Well, it was inevitable…the back-to-school sales are almost over, the pools are closing down and temperatures in the DC area will start dropping. So what does this all mean for the connoisseur of malted beverages?
Pumpkin beer season is among us. It seems every fall the market sees more and more brews infused with the flavors of orange gourds. I genuinely look forward to this time of year. I am a bit of a pumpkin-head — in a soufflé, in a pie, the roasted seeds, as a soup, breads…again in a pie. I can’t get enough.
I realize some see the pumpkin beer trend as just another fad and some breweries treat their beers with about as much respect (throw a couple of rinds in the vat and cash in).

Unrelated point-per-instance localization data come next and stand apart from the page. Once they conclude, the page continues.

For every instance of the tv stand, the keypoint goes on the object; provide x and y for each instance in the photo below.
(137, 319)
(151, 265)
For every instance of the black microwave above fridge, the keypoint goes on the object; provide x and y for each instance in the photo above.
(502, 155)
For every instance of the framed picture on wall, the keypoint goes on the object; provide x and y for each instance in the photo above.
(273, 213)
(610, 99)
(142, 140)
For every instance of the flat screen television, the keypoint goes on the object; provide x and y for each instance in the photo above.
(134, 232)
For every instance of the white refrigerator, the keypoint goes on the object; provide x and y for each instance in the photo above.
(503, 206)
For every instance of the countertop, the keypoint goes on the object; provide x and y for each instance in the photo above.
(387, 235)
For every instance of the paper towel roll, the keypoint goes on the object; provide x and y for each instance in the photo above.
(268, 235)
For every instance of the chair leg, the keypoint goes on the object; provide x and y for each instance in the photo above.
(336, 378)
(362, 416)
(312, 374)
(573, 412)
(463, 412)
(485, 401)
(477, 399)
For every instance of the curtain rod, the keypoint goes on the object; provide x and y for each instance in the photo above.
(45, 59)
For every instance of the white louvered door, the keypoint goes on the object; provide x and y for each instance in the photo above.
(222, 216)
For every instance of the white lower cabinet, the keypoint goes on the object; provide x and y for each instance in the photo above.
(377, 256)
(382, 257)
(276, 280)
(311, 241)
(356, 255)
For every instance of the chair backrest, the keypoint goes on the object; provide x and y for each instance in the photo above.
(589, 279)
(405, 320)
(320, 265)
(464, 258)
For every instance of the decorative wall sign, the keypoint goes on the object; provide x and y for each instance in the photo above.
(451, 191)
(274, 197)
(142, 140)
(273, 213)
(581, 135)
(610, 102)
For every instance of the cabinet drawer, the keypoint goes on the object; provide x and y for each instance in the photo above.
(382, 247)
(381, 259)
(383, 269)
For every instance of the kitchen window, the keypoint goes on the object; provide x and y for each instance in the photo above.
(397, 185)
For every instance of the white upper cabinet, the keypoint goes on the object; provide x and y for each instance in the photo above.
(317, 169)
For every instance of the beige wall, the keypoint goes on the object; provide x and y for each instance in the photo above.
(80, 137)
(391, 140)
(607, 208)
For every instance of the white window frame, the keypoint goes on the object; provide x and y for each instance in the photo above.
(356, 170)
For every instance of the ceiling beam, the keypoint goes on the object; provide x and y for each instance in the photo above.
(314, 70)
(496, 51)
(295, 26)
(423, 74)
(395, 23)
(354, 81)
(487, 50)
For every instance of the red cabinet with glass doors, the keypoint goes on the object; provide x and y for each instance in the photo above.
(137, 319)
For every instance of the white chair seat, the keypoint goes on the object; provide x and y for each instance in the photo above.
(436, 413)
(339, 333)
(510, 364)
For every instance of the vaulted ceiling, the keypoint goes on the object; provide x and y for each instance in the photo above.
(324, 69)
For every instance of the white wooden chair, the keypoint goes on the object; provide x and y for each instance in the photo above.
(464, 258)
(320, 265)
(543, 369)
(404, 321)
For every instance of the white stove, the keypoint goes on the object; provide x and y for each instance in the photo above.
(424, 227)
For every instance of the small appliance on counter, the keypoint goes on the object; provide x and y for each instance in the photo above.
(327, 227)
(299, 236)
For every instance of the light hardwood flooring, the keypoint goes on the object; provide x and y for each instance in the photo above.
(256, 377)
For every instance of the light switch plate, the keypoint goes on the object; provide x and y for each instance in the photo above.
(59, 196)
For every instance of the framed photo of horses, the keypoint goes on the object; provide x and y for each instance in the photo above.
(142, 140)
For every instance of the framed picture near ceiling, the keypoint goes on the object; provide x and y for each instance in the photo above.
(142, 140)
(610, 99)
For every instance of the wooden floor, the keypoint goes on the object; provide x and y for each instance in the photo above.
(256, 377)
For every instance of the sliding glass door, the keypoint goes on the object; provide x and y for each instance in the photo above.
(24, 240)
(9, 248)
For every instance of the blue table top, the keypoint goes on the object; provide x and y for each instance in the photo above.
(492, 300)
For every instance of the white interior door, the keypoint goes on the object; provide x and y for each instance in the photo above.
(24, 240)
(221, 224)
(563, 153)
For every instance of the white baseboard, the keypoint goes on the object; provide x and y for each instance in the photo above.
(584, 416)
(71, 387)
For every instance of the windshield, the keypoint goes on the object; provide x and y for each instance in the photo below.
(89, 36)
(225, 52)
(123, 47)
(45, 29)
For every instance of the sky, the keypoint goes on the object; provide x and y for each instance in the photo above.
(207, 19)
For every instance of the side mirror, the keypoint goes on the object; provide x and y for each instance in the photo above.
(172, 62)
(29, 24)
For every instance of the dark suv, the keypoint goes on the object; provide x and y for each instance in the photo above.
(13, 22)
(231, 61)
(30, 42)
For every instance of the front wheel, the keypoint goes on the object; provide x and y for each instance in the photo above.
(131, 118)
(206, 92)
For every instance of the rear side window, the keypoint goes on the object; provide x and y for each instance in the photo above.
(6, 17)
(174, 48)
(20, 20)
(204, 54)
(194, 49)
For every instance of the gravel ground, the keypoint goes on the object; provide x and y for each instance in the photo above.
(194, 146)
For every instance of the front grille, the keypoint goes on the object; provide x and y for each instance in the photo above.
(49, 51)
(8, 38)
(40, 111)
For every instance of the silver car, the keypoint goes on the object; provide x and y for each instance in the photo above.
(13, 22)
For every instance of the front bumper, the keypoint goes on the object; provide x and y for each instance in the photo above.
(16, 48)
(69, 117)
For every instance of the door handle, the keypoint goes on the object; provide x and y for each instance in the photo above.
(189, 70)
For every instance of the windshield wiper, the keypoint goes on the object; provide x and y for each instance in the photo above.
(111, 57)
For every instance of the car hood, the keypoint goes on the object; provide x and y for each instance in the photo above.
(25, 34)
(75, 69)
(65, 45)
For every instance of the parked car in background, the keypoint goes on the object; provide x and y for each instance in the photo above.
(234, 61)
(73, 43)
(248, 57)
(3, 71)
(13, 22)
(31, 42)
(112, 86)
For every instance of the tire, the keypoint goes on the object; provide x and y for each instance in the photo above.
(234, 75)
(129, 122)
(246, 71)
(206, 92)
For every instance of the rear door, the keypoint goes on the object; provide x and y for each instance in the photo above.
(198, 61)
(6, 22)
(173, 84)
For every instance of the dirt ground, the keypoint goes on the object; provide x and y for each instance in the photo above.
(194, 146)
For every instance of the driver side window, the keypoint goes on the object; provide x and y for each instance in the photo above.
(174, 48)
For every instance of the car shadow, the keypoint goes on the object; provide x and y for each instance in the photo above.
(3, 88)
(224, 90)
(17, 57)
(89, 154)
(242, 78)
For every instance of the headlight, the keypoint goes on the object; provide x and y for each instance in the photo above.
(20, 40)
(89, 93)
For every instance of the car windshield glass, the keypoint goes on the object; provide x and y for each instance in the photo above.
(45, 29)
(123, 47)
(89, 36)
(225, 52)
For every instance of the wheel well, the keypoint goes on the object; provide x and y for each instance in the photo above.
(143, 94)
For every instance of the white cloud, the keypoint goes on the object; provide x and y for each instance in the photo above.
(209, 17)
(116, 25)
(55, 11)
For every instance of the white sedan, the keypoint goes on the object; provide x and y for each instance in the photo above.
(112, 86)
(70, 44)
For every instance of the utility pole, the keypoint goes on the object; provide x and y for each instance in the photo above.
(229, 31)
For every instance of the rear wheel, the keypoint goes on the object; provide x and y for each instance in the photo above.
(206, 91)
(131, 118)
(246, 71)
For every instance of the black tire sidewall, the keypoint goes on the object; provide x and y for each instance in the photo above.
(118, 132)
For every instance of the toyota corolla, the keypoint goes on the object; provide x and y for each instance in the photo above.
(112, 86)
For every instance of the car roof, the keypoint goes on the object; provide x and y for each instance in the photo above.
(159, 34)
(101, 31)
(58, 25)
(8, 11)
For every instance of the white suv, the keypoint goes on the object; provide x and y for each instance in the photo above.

But there are plenty of breweries out there that do give the autumnal brews their due respect, carefully developing the right balance of pumpkin, ginger, cinnamon, and clove to evoke the essence of the season. Given the number of these seasonal brews that are starting to hit the shelves, we thought we’d endeavor in a two-part exploration of what this year’s crop has to offer.
Shipyard PumpkinHead Ale Portland, Maine
Shipyard was the first brew here with sting pumpkin flavor. They really did a great job of balancing the cinnamon, allspice, nutmeg, cloves and ginger without completely overpowering the flavor of the pumpkin itself. There is definitely a sweetness to this entry, but again not overpoweringly so. It’s not cloying, but instead reminded me of a lightly sweetened pumpkin soufflé.
I really quite enjoyed this one and can’t wait to crack open another one soon. With the Shipyard Pumpkin, balance is the name of the game, and they really seemed to nail it on all fronts. Definitely a must grab for any other fellow pumpkin heads out there.
Sam Adams Harvest Pumpkin Ale Boston, Massachusetts
Samuel Adams’ foray into the pumpkin beer world is pretty much what one would expect. Sam Adams is not a bad brewery by any means and it does offer some really good and unique beers, but it has a tendency to cater to the lowest common denominator. That seems to be the case with the Harvest Pumpkin Ale. Ice cold out of the bottle, it doesn’t really offer too much.
The flavor of pumpkin, cinnamon, and all spices are definitely muted. You really only pick up on a whisper of the flavor as you exhale. Pour it in a glass or serve only slightly chilled and the flavor notes open up a bit, but still remain mostly in the background. This of course makes it a great pick up for a fancy fall festival where you’ll have a number of varying palettes you’re trying to appease all at once.
Shock Top Pumpkin Wheat St. Louis, Missouri
This was an interesting choice and tastes exactly as it sounds — a wheat beer mixed with pumpkin. As mundane as that might sound, Shock Top manages to pull off something rather unique and pretty delicious.
Again, the pumpkin notes aren’t overpowering but that’s not what I really want out of this hybrid. It’s came a great transition brew — perfect to help ease you into the cooler months. It’s great on a cooler August night or warm September day. The wheat side of the beer brings about that cool crispness that is so refreshing in the heat, but the subtle pumpkin spices bring about warm memories of the first day of school and football season.
Southern Tier Pumking Lakewood, New York
If you’ve had a pumpkin-flavored beer, it was probably this one. (I know it was my first). It is often lauded as the best pumpkin-flavored beer out there, but in past years I disagreed. I usually found its use of some of the traditional pumpkin spices particularly heavy-handed. It was also often way too sweet for my tastes, especially for a 22-oz. serving.